Warning: long and complicated question incoming.
Some believe total functional programming is a valuable idea, and so is finding techniques for doing it. Minding that, how can I write a parser for a mutually recursive ADT without recursion and side effects? Here, I'm defining as "recursive" any term that isn't strongly normalizing.
What I have tried:
Mind this following mutually recursive ADT:
data Tree = Node Int [Tree]
tree = Node 10 [Node 20 [], Node 30 [], Node 40 []]
The value, tree
, could be serialized as:
tree_serial = [0,10,0,0,20,1,0,0,30,1,0,0,40,1,1] :: [Int]

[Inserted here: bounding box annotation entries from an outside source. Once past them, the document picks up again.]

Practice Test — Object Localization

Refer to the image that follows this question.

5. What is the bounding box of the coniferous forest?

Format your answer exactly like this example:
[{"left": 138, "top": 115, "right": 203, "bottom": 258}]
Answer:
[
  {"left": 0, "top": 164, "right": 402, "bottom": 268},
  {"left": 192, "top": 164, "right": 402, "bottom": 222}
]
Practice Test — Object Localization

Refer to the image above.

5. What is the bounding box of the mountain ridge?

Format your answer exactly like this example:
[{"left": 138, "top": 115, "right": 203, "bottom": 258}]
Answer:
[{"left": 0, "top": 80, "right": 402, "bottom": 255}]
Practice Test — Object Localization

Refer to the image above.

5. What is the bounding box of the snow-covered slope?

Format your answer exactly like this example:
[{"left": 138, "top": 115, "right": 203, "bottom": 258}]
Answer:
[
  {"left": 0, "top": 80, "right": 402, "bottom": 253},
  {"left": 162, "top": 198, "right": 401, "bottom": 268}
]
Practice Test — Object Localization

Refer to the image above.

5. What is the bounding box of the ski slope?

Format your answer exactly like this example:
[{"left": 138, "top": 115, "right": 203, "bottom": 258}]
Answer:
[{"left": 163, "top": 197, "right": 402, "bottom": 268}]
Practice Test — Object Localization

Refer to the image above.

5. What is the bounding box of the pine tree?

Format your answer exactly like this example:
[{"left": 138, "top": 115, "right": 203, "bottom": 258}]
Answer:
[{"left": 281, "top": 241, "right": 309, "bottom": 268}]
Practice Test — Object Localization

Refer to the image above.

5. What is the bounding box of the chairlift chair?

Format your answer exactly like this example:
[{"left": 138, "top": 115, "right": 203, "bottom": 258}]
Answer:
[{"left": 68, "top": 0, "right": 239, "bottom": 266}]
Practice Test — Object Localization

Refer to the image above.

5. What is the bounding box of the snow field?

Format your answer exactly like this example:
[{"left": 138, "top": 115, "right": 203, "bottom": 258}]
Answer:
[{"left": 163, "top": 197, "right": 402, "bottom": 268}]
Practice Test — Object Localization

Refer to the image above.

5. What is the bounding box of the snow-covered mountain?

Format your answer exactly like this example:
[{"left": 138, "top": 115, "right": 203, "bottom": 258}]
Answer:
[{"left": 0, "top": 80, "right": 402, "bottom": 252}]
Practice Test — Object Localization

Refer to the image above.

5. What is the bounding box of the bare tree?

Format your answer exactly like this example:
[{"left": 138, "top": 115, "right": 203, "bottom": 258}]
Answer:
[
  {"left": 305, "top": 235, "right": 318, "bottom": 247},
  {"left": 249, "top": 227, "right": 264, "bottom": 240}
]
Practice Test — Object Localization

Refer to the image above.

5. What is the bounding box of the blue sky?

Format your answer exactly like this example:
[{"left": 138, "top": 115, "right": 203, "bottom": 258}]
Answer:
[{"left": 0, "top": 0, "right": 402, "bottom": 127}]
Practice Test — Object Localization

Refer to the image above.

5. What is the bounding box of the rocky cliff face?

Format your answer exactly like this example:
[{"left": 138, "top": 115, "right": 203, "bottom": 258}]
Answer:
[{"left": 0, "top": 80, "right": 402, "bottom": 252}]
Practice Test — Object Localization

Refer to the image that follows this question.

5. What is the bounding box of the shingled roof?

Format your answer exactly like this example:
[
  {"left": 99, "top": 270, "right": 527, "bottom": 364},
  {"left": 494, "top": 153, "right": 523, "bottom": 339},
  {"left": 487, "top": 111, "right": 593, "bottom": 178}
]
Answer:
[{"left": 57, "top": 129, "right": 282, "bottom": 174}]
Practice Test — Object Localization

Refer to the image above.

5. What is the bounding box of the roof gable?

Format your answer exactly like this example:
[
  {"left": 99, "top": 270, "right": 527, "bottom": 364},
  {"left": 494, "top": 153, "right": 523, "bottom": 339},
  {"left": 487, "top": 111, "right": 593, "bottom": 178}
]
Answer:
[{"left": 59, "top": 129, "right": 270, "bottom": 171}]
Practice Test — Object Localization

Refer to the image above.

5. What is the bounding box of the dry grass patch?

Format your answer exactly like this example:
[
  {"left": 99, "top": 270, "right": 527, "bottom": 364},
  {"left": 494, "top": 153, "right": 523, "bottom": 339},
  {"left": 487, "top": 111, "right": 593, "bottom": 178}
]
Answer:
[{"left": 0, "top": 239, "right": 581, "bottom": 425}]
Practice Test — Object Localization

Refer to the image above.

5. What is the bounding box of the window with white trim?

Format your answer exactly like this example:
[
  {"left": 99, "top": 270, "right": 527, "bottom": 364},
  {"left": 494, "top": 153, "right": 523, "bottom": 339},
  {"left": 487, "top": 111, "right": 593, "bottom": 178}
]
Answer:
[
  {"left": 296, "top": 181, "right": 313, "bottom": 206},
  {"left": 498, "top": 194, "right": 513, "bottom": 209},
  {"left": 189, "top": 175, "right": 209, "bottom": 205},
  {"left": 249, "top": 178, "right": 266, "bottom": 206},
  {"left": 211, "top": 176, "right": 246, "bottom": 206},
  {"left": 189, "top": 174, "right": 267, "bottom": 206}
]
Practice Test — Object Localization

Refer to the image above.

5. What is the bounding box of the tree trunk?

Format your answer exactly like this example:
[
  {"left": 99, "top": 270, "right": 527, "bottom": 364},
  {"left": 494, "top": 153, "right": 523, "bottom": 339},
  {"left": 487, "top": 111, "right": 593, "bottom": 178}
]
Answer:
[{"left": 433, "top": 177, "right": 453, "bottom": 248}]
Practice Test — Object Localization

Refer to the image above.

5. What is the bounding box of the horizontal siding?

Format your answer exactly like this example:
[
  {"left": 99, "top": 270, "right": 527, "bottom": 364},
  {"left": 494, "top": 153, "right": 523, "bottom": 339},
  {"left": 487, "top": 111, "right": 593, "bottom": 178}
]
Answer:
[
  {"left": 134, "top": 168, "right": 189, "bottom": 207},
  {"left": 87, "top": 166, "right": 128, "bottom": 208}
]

Using ints for simplicity, here, 0
denotes the beginning of a Node
or a Cons
cell (depending on the state of the parser), 1 denotes Nil
and the remaining denotes data. We could easily write a parser for it using side effects:
var string = [0,10,0,0,20,1,0,0,30,1,0,0,40,1,1];
function parse(string){
function getInt(){
return string.shift();
};
function parseTree(){
var chr = getInt();
if (chr === 0)
return ["Node",getInt(),parseList()];
};
function parseList(){
var chr = getInt();
if (chr === 0)
return ["Cons",parseTree(),parseList()];
if (chr === 1)
return "Nil";
};
return parseTree();
};
console.log(JSON.stringify(parse(string)));
Here, getInt
is side-effective: it gets the next int from the string. We could easily and elegantly translate this to Haskell using Parsec or similar - but for better understanding, I skipped those and defined a stripped down parser type:
data Parser res = GetInt (Int -> Parser res) | Return res
runParser (GetInt fn) (c:cs) = runParser (fn c) cs
runParser (Return res) c = res
This works similar to a monadic parser, except more explicitly:
main = do
let parsePair = (GetInt (\a -> (GetInt (\b -> Return (a,b)))))

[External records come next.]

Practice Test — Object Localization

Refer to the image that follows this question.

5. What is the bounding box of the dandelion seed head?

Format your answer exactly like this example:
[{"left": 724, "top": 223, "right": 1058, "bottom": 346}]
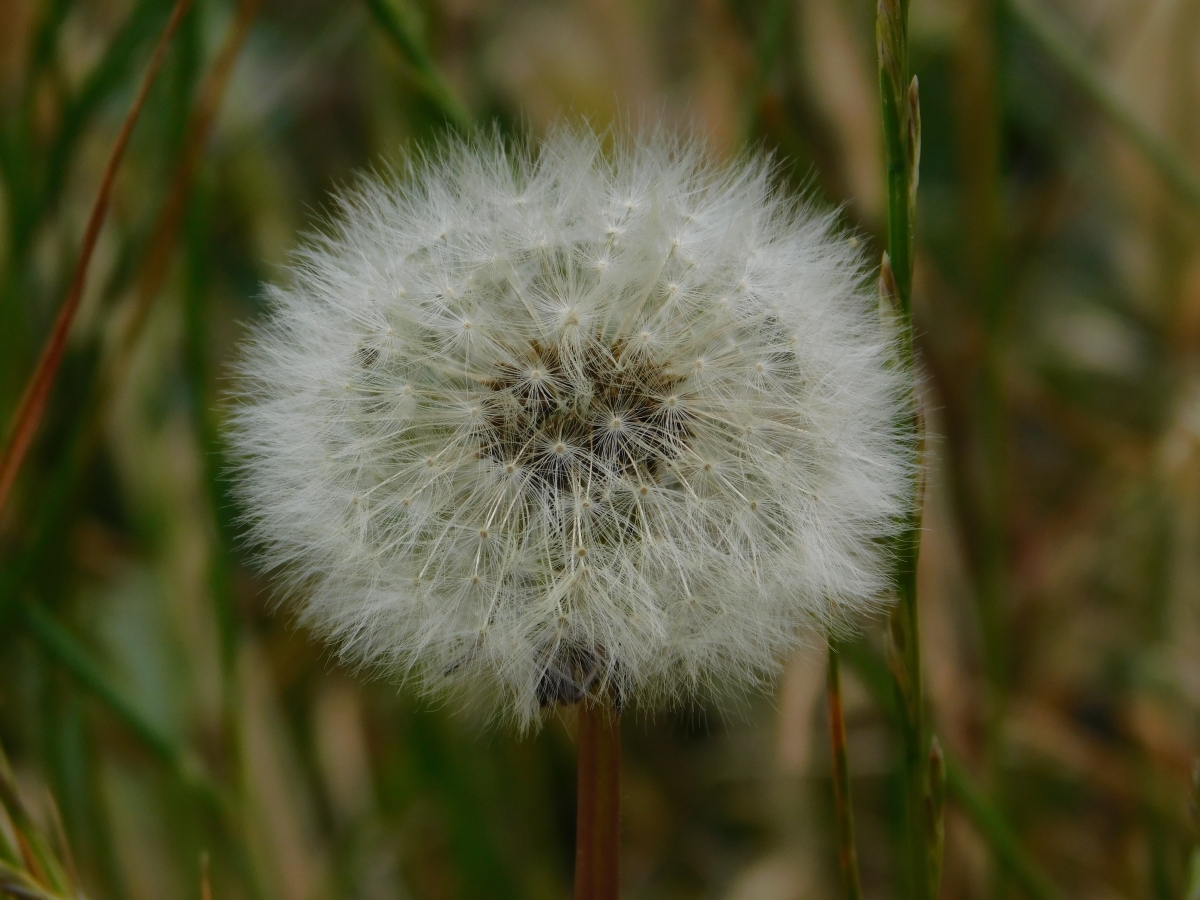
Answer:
[{"left": 233, "top": 127, "right": 913, "bottom": 727}]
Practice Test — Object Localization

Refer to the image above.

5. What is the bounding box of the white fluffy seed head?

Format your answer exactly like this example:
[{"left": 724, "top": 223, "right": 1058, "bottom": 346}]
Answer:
[{"left": 233, "top": 127, "right": 913, "bottom": 727}]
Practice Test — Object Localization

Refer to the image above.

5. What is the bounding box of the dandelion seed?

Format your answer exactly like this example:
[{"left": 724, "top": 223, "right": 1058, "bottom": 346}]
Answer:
[{"left": 233, "top": 128, "right": 913, "bottom": 727}]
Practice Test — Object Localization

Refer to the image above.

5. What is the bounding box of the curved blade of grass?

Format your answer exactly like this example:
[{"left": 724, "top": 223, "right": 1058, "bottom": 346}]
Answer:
[
  {"left": 742, "top": 0, "right": 792, "bottom": 140},
  {"left": 1008, "top": 0, "right": 1200, "bottom": 211},
  {"left": 112, "top": 0, "right": 262, "bottom": 374},
  {"left": 838, "top": 640, "right": 1070, "bottom": 900},
  {"left": 366, "top": 0, "right": 474, "bottom": 131},
  {"left": 40, "top": 0, "right": 178, "bottom": 232},
  {"left": 0, "top": 0, "right": 192, "bottom": 514}
]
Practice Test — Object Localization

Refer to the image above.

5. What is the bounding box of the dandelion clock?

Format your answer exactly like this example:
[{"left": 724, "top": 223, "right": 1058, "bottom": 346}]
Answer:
[{"left": 233, "top": 127, "right": 913, "bottom": 896}]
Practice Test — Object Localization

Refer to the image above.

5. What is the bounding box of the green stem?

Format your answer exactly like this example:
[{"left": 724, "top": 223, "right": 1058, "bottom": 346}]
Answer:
[
  {"left": 743, "top": 0, "right": 793, "bottom": 142},
  {"left": 946, "top": 760, "right": 1066, "bottom": 900},
  {"left": 876, "top": 0, "right": 940, "bottom": 900},
  {"left": 840, "top": 640, "right": 1065, "bottom": 900},
  {"left": 366, "top": 0, "right": 474, "bottom": 131},
  {"left": 1008, "top": 0, "right": 1200, "bottom": 210},
  {"left": 828, "top": 646, "right": 863, "bottom": 900}
]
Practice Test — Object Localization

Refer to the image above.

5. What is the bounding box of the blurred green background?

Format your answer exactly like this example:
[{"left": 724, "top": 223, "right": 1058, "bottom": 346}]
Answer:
[{"left": 0, "top": 0, "right": 1200, "bottom": 900}]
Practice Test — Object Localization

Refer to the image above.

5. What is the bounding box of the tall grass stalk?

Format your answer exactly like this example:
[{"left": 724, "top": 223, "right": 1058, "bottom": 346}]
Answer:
[
  {"left": 827, "top": 644, "right": 863, "bottom": 900},
  {"left": 0, "top": 0, "right": 192, "bottom": 512},
  {"left": 357, "top": 0, "right": 474, "bottom": 131},
  {"left": 1008, "top": 0, "right": 1200, "bottom": 212},
  {"left": 876, "top": 0, "right": 940, "bottom": 900},
  {"left": 956, "top": 0, "right": 1009, "bottom": 898}
]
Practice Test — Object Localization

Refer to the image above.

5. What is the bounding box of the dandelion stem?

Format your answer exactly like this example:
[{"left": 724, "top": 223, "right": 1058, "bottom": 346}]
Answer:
[
  {"left": 828, "top": 647, "right": 863, "bottom": 900},
  {"left": 575, "top": 701, "right": 620, "bottom": 900},
  {"left": 0, "top": 0, "right": 192, "bottom": 512},
  {"left": 366, "top": 0, "right": 473, "bottom": 130}
]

print $ runParser parsePair [1,2,3,4,5]
Using this, we could define our parser without side effects:
data Tree = Node Int [Tree] deriving Show
parseTree = treeParser Return where
treeParser = (\ cont ->
GetInt (\ _ ->
GetInt (\ tag ->
listParser (\ listParsingResult ->
(cont (Node tag listParsingResult))))))
listParser = (\ cont ->
GetInt (\ a ->
if a == 0
then treeParser (\x -> listParser (\y -> cont (x : y)))
else cont []))
main = do
let treeData = [0,10,0,0,20,1,0,0,30,1,0,0,40,1,1]

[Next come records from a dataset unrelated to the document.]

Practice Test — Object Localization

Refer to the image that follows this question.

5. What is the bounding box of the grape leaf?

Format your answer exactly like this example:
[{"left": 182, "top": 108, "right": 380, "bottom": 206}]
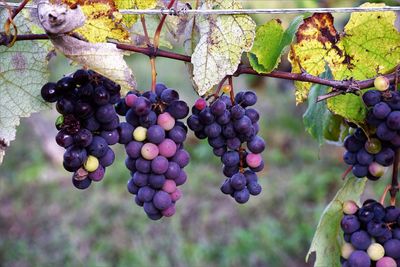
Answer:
[
  {"left": 50, "top": 0, "right": 130, "bottom": 43},
  {"left": 38, "top": 1, "right": 136, "bottom": 93},
  {"left": 248, "top": 16, "right": 303, "bottom": 73},
  {"left": 130, "top": 16, "right": 173, "bottom": 49},
  {"left": 303, "top": 66, "right": 340, "bottom": 145},
  {"left": 0, "top": 9, "right": 50, "bottom": 164},
  {"left": 289, "top": 3, "right": 400, "bottom": 123},
  {"left": 192, "top": 0, "right": 256, "bottom": 95},
  {"left": 306, "top": 177, "right": 367, "bottom": 267},
  {"left": 115, "top": 0, "right": 157, "bottom": 28}
]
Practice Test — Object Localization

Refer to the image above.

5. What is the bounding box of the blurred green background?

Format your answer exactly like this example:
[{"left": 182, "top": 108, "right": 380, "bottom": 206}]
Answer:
[{"left": 0, "top": 1, "right": 396, "bottom": 267}]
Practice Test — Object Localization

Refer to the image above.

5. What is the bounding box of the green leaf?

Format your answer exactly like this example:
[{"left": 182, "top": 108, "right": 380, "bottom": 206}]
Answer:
[
  {"left": 0, "top": 9, "right": 50, "bottom": 163},
  {"left": 248, "top": 16, "right": 303, "bottom": 73},
  {"left": 306, "top": 177, "right": 367, "bottom": 267},
  {"left": 192, "top": 0, "right": 256, "bottom": 95},
  {"left": 303, "top": 66, "right": 332, "bottom": 145}
]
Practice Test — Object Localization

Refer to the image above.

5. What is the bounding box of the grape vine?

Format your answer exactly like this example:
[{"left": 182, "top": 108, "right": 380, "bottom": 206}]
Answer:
[{"left": 0, "top": 0, "right": 400, "bottom": 267}]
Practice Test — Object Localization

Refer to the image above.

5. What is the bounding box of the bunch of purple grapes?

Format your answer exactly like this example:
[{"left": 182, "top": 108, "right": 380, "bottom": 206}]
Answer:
[
  {"left": 41, "top": 69, "right": 121, "bottom": 189},
  {"left": 343, "top": 90, "right": 400, "bottom": 180},
  {"left": 341, "top": 199, "right": 400, "bottom": 267},
  {"left": 117, "top": 84, "right": 190, "bottom": 220},
  {"left": 187, "top": 91, "right": 265, "bottom": 203}
]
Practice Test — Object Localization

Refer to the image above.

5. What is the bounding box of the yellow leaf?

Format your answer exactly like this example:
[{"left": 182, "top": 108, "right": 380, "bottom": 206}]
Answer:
[{"left": 115, "top": 0, "right": 157, "bottom": 28}]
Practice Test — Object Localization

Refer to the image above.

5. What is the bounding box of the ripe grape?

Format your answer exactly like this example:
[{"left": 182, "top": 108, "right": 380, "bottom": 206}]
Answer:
[
  {"left": 188, "top": 90, "right": 265, "bottom": 203},
  {"left": 122, "top": 84, "right": 191, "bottom": 220},
  {"left": 41, "top": 69, "right": 121, "bottom": 189}
]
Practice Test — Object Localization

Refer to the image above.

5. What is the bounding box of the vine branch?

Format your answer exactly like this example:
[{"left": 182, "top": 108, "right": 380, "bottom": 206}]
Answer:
[{"left": 0, "top": 33, "right": 400, "bottom": 95}]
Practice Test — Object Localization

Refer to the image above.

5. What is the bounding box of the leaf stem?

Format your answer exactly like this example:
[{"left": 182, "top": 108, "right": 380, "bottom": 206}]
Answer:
[
  {"left": 140, "top": 15, "right": 151, "bottom": 47},
  {"left": 153, "top": 0, "right": 175, "bottom": 50},
  {"left": 0, "top": 33, "right": 400, "bottom": 94},
  {"left": 389, "top": 149, "right": 400, "bottom": 203},
  {"left": 150, "top": 57, "right": 157, "bottom": 92}
]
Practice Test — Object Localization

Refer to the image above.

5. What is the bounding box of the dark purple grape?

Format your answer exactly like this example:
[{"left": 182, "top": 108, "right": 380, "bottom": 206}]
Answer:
[
  {"left": 160, "top": 89, "right": 179, "bottom": 104},
  {"left": 221, "top": 151, "right": 240, "bottom": 167},
  {"left": 149, "top": 173, "right": 165, "bottom": 189},
  {"left": 56, "top": 130, "right": 74, "bottom": 148},
  {"left": 118, "top": 122, "right": 134, "bottom": 144},
  {"left": 100, "top": 129, "right": 119, "bottom": 145},
  {"left": 87, "top": 136, "right": 108, "bottom": 158},
  {"left": 233, "top": 188, "right": 250, "bottom": 204},
  {"left": 166, "top": 100, "right": 189, "bottom": 120},
  {"left": 363, "top": 90, "right": 381, "bottom": 107},
  {"left": 135, "top": 157, "right": 151, "bottom": 173},
  {"left": 210, "top": 99, "right": 226, "bottom": 117},
  {"left": 240, "top": 91, "right": 257, "bottom": 107},
  {"left": 350, "top": 230, "right": 371, "bottom": 250},
  {"left": 99, "top": 148, "right": 115, "bottom": 167},
  {"left": 95, "top": 104, "right": 116, "bottom": 123},
  {"left": 340, "top": 215, "right": 360, "bottom": 234},
  {"left": 93, "top": 85, "right": 110, "bottom": 106},
  {"left": 40, "top": 83, "right": 60, "bottom": 103},
  {"left": 153, "top": 193, "right": 172, "bottom": 210},
  {"left": 72, "top": 178, "right": 92, "bottom": 190},
  {"left": 372, "top": 102, "right": 391, "bottom": 120},
  {"left": 375, "top": 148, "right": 394, "bottom": 167}
]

print $ runParser parseTree treeData
This outputs Node 10 [Node 20 [],Node 30 [],Node 40 []]
, as expected. Notice this still uses recursion, and I had to use cont
to pass the control between the two recursive functions. Now, there are 2 strategies to get rid of recursion I'm aware of:
1. Use folds.
2. Use church numbers for bounded recursion.
Using folds is obviously not viable here, since there is no structure to fold on (we are building it!). If we were parsing a list instead of a Tree, using church numbers would be perfect since they work exactly like the Y-combinator for bounded recursion - and, knowing the length of the list, we could just write toChurch listLength listParser init
. The problem with this case, though, is that there is mutual recursion going on, and it is not obvious which church number to use. We have many layers of lists and trees of unpredictable lengths. Indeed, if we use a big enough church number, it works without recursion, but at the cost of added work. This is one of the last examples of an actually useful program I couldn't replicate "correctly" without recursion. Can it be done?
For completeness, here is a JavaScript program which parses that tree without recursion, but using made-up church numbers:
function runParser(f){return function(str){
var a = f(str[0]);
return a(str.slice(1));
}};
function Const(a){return function(b){return a}};
function toChurch(n){return (function(f){return (function(a){
for (var i=0; i<n; ++i)
a = f(a);
return a;
}) }) };
function parser(get){
return toChurch(50)(function(rec){
return function (res){
return get(function(a){
return [get(function(b){
return toChurch(50)(function(recl){
return function(res){
return get(function(a){
return [
rec(function(a){
return recl(function(b){
return res(["Cons",a,b])
})
}),
res("Nil")][a];
});
};
})(0)(function(x){return res(["Node",b,x])});
})][a];
});
};
})(0)(Const);
};
var string = [0,200,0,0,300,0,0,400,1,0,0,500,1,0,0,500,1,1,0,0,600,0,0,700,1,0,0,800,1,0,0,900,1,1,1];
console.log(JSON.stringify(parser(runParser)(string)));
Notice that 50
constant inside the parser
function: it is completely arbitrary as a bound. I'm not sure there are "right" choices for those which would "fit perfectly" a specific parseable value.